What is the future of graffiti?

Ever since graffiti started artists have been pushing the style as hard as they can to get the most intricate or the most visually appealing work out to the public.  Since the early days not much has changed in the actual technology of graffiti – paint is still paint, cans are still cans.  However we are now in the technological age and I believe that we are only recently starting to see the merging of graffiti and technology to produce something that is truly a hybrid or at the very least a style that is going to take graffiti into the next phase.

I’m sure I am not the only one that sees how far graffiti has managed to infiltrate society.  Once graffiti was a major illegal art form, now mass corporations have adopted the style to sell anything from cloths to anything that is considered “street”.

There are a few notable examples of graffiti meeting technologies that have sprung up over the last few years… Most notably the Graffiti Research Lab (http://graffitiresearchlab.com).  Who’s slogan is “dedicated to outfitting graffiti artists with open source technologies for urban communication” – beautiful.

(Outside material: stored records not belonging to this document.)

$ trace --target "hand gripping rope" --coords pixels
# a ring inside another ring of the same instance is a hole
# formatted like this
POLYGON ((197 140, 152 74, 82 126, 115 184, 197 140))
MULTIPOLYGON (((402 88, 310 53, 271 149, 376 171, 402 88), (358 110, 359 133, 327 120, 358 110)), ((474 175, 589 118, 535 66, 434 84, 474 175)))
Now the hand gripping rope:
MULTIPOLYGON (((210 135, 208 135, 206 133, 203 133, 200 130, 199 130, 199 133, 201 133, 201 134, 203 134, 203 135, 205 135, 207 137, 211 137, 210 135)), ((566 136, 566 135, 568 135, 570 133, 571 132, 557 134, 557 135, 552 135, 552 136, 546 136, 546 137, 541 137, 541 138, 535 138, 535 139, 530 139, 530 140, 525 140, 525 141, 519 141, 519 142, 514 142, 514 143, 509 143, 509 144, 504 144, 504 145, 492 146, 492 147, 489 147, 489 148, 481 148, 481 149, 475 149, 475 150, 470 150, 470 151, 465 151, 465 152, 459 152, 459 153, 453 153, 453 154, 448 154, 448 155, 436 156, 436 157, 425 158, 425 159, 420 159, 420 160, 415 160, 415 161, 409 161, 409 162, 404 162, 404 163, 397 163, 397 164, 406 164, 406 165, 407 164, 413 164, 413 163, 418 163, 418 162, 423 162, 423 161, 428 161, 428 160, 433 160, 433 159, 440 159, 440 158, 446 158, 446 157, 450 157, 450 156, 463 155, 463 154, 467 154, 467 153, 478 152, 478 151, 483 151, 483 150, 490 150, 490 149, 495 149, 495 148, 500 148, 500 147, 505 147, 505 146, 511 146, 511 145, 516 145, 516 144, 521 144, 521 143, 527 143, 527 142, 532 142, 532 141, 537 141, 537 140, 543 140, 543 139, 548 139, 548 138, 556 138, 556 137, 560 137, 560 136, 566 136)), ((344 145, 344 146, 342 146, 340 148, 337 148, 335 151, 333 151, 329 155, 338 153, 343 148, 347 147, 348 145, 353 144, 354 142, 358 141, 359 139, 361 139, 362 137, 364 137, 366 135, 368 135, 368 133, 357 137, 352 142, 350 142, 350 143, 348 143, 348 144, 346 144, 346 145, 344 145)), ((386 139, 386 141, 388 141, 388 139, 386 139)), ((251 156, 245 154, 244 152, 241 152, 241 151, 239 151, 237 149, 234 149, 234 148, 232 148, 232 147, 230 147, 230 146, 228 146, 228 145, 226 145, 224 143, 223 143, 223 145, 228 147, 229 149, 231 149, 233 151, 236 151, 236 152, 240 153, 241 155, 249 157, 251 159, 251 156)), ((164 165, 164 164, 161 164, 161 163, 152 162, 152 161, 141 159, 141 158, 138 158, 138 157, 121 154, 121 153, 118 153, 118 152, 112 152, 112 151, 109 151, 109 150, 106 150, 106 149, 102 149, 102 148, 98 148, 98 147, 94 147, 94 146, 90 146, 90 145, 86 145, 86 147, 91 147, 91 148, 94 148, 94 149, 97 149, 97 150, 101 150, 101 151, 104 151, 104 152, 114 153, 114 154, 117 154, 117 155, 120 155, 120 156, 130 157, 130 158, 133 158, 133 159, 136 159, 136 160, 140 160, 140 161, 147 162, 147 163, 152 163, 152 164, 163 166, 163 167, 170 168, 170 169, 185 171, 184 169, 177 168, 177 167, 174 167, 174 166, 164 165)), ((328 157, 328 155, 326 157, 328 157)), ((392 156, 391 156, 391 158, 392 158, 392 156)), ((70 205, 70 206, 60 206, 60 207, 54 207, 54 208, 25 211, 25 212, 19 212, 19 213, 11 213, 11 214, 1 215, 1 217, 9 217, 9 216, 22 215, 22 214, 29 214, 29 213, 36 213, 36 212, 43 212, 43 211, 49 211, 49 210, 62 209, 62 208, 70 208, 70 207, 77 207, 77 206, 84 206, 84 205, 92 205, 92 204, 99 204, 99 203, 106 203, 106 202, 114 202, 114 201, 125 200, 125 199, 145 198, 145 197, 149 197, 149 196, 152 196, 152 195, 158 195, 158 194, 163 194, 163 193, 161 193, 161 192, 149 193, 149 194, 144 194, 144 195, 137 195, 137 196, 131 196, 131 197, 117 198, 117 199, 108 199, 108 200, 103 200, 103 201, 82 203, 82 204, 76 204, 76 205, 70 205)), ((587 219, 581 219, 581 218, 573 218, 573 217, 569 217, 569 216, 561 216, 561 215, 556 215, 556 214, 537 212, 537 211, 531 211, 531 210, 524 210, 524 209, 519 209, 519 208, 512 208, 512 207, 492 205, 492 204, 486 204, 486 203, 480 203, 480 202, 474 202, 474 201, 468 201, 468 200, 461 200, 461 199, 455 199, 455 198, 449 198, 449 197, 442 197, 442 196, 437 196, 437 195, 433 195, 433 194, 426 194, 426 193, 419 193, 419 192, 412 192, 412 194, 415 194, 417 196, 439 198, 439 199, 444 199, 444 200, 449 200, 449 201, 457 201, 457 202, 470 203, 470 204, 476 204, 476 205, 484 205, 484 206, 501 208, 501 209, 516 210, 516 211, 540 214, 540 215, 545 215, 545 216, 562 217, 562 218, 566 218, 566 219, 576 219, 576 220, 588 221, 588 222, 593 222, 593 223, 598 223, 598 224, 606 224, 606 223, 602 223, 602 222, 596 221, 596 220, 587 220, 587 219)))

If you’ve seen some of their works you’d be familiar with the laser based graffiti tagging rig.  Essentially the concept behind it is using lasers and projections to tag a public space with light.  What I really like about this is that it takes the clean commercial sterile advertising of a city and projects its own message on top of it without destroying anything.

The technology aside, this is a powerful way of getting a message into a public space – what really is significant about this is that it is the message itself that is the problem…. People’s thoughts projected on the side of a building could be a very dangerous thing.

What is the future of graffiti? I really think that at some point there is going to be a shift in thinking towards graffiti.  As future artists come along they are going to want to make their work stand out and try to take the style in a new direction (as has been the way from the beginning).  Future generations will have tools available that we can’t even imagine today.  20 years from now who knows what type of technology or device/s will be available to young people to express a message or idea.  I for one hope that it is something widely accessible, cheap and digital and that it take graffiti beyond a crime and moves it into a widely acceptable artistic style.